Separated, their confused fingers press the surface.
This is not the body they longed for, no broad back
and speckled knees, no eggs waiting to release
and swell. But still, they sing like prisoners
with hands full of moonlight, and I want to quiet them,
the way, as a child, I broke a shell to keep it
from crying out for the sea. It is so loud here,
this country where a flower dreams of its color
before it opens, where we coax the sick from the trees.
Each morning I wake to kookaburras and a man stroking
a guitar, singing a song another man wrote about love.

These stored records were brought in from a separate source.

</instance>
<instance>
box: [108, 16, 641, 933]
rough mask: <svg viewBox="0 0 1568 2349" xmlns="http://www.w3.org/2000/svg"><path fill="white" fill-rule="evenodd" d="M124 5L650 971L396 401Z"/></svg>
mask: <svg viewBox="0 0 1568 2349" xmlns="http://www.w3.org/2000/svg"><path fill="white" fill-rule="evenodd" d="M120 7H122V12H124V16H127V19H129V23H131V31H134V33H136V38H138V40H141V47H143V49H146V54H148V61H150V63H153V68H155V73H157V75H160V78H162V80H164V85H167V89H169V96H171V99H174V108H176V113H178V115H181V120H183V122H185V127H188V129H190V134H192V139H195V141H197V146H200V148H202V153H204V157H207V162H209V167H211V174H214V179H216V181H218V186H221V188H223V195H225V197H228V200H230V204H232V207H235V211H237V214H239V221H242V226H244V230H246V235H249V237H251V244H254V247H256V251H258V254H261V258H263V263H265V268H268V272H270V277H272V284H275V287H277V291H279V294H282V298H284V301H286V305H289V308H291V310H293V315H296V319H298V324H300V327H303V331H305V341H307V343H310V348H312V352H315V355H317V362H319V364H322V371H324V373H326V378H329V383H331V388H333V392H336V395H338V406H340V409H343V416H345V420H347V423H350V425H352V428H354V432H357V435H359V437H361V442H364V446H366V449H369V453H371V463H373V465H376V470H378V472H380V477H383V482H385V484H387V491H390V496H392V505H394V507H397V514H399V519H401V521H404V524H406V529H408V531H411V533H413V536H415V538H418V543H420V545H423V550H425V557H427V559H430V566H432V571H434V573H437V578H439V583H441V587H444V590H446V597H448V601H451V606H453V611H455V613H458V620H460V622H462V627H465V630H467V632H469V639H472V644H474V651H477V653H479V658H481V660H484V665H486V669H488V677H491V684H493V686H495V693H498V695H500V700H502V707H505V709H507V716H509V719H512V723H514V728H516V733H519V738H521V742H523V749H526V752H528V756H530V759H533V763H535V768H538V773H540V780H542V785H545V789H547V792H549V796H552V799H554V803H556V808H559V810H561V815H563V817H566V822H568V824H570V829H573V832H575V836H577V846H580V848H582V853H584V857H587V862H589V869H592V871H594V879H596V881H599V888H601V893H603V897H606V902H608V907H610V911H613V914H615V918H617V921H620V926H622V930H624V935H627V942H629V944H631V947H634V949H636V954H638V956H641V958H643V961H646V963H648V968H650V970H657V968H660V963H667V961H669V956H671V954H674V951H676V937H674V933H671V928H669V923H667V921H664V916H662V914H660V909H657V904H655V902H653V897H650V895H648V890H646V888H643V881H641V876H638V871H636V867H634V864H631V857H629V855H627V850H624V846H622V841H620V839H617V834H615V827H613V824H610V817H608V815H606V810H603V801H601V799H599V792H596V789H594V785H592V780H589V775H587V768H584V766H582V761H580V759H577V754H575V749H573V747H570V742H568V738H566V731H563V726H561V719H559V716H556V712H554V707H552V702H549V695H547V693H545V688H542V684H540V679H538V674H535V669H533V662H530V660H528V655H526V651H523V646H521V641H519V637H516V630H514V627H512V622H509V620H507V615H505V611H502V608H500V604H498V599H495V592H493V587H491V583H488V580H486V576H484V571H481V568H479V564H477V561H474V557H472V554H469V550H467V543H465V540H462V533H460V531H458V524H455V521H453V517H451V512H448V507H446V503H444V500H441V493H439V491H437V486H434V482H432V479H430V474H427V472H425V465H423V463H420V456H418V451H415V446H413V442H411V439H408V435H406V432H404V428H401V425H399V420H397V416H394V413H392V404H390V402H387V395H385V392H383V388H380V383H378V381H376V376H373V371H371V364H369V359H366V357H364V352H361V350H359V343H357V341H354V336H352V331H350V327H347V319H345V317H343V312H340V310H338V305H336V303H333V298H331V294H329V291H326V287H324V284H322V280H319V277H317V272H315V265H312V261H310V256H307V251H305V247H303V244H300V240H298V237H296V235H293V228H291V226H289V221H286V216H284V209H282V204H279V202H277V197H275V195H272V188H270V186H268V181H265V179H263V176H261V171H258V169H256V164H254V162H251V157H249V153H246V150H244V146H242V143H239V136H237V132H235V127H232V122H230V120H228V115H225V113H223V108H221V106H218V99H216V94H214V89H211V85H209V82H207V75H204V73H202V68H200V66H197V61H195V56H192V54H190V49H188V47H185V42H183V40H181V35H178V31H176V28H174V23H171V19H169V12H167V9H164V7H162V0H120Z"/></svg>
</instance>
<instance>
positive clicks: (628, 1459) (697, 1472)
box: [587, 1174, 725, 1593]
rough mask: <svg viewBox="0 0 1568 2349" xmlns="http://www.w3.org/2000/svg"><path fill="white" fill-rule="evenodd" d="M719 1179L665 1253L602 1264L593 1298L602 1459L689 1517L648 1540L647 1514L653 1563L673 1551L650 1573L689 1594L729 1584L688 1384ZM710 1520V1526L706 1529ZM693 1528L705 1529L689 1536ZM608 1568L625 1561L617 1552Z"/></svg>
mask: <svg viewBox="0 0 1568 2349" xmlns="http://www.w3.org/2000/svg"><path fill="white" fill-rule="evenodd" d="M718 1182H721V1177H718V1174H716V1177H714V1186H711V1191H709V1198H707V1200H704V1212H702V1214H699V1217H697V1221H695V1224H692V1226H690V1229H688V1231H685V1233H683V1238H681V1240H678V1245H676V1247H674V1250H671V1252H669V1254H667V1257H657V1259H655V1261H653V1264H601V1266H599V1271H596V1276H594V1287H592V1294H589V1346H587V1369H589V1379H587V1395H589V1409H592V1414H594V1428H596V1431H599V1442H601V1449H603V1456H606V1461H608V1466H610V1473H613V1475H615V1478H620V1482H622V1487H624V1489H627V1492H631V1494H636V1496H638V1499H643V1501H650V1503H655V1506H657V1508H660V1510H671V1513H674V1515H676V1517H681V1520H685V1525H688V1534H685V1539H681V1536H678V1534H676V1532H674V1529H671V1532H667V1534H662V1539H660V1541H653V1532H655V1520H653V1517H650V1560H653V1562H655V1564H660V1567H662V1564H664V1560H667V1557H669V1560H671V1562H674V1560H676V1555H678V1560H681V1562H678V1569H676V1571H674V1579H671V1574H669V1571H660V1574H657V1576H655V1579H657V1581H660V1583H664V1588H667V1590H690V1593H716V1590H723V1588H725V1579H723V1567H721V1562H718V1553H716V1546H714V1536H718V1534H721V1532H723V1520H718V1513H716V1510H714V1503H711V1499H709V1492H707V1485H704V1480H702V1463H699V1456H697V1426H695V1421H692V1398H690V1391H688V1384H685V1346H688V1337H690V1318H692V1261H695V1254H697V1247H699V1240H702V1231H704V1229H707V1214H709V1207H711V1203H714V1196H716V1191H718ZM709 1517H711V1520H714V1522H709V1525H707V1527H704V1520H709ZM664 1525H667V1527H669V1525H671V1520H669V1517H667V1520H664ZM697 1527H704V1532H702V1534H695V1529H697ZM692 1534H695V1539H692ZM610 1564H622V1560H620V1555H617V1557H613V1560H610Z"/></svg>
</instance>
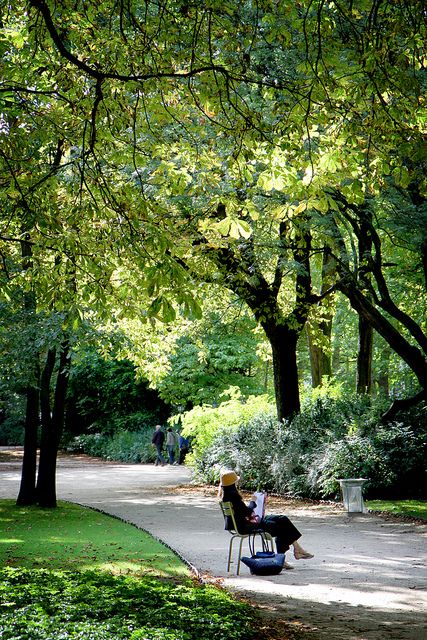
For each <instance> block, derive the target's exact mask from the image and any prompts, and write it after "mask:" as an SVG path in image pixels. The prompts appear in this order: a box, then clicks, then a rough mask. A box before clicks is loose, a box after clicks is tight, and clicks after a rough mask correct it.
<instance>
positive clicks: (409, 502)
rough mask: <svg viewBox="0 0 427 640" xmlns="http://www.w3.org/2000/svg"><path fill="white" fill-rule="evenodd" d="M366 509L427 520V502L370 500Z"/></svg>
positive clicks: (426, 501)
mask: <svg viewBox="0 0 427 640" xmlns="http://www.w3.org/2000/svg"><path fill="white" fill-rule="evenodd" d="M366 507H367V508H368V509H370V510H371V511H385V512H388V513H392V514H394V515H398V516H410V517H411V518H419V519H420V520H427V500H368V501H367V502H366Z"/></svg>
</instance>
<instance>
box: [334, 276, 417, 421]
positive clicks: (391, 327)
mask: <svg viewBox="0 0 427 640" xmlns="http://www.w3.org/2000/svg"><path fill="white" fill-rule="evenodd" d="M338 286H339V289H340V290H341V291H342V292H343V293H344V294H345V295H346V296H347V298H348V299H349V301H350V304H351V306H352V307H353V309H354V310H355V311H357V313H358V314H359V315H361V316H362V317H363V318H365V319H366V321H367V322H369V324H371V326H372V327H373V328H374V329H375V330H376V331H377V332H378V333H379V334H380V335H381V336H382V337H383V338H384V340H385V341H386V342H387V343H388V344H389V345H390V347H391V348H392V349H393V351H395V352H396V353H397V354H398V355H399V356H400V357H401V358H402V360H404V361H405V362H406V363H407V364H408V366H409V367H410V368H411V369H412V371H413V372H414V374H415V375H416V377H417V379H418V382H419V384H420V386H421V392H420V393H419V394H417V395H416V396H414V398H413V399H412V398H411V399H409V402H411V404H415V403H416V401H418V402H420V401H421V400H422V399H423V398H425V397H426V396H427V361H426V359H425V357H424V354H423V353H422V352H421V351H420V350H419V349H417V347H414V346H413V345H411V344H410V343H409V342H408V341H407V340H406V338H405V337H404V336H403V335H402V334H401V333H400V332H399V331H398V330H397V329H396V328H395V327H394V326H393V325H392V324H391V322H389V321H388V320H387V318H385V317H384V316H383V315H382V314H381V313H380V312H379V311H378V309H376V307H375V306H374V305H373V304H372V302H371V301H370V300H369V299H368V298H367V297H366V296H364V295H363V293H362V292H361V291H359V290H358V288H357V286H355V285H353V284H352V283H351V281H350V280H349V279H347V280H342V281H341V282H340V283H339V285H338ZM394 407H395V408H394V409H393V412H387V413H386V414H384V416H383V417H384V419H388V420H390V416H391V415H393V416H395V415H396V412H397V411H398V410H399V409H400V408H404V407H405V404H404V401H401V402H396V403H394Z"/></svg>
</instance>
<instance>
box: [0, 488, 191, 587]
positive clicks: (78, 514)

At night, we transect creeks, eels skating our shins,
swollen leeches hooked to our calves as we shine
our flashlights on the banks. Everywhere we look
vines are choking the trees. They cling until they suffocate
the trunk beneath them, the strangler taking the shape
of what it has killed. Maybe some animals want to die
this way, to hold fast and feel something weakening
underneath them. Sometimes we interrupt the small male
in amplexus, gripping his lover’s generous back,
limbs freckled by sores, their pile of eggs, round
and imperfect. When we return to our tent, we take off
our clothes. This is not what we expected. We believed
in gristle, tendon and bone. Pathogen and host.
But we are minor kingdoms of salt and heat.
We trace each other’s scars-proof of our small
green hearts and violent beginnings, engines of cell
and nerve, yielding to this silent, lonely union.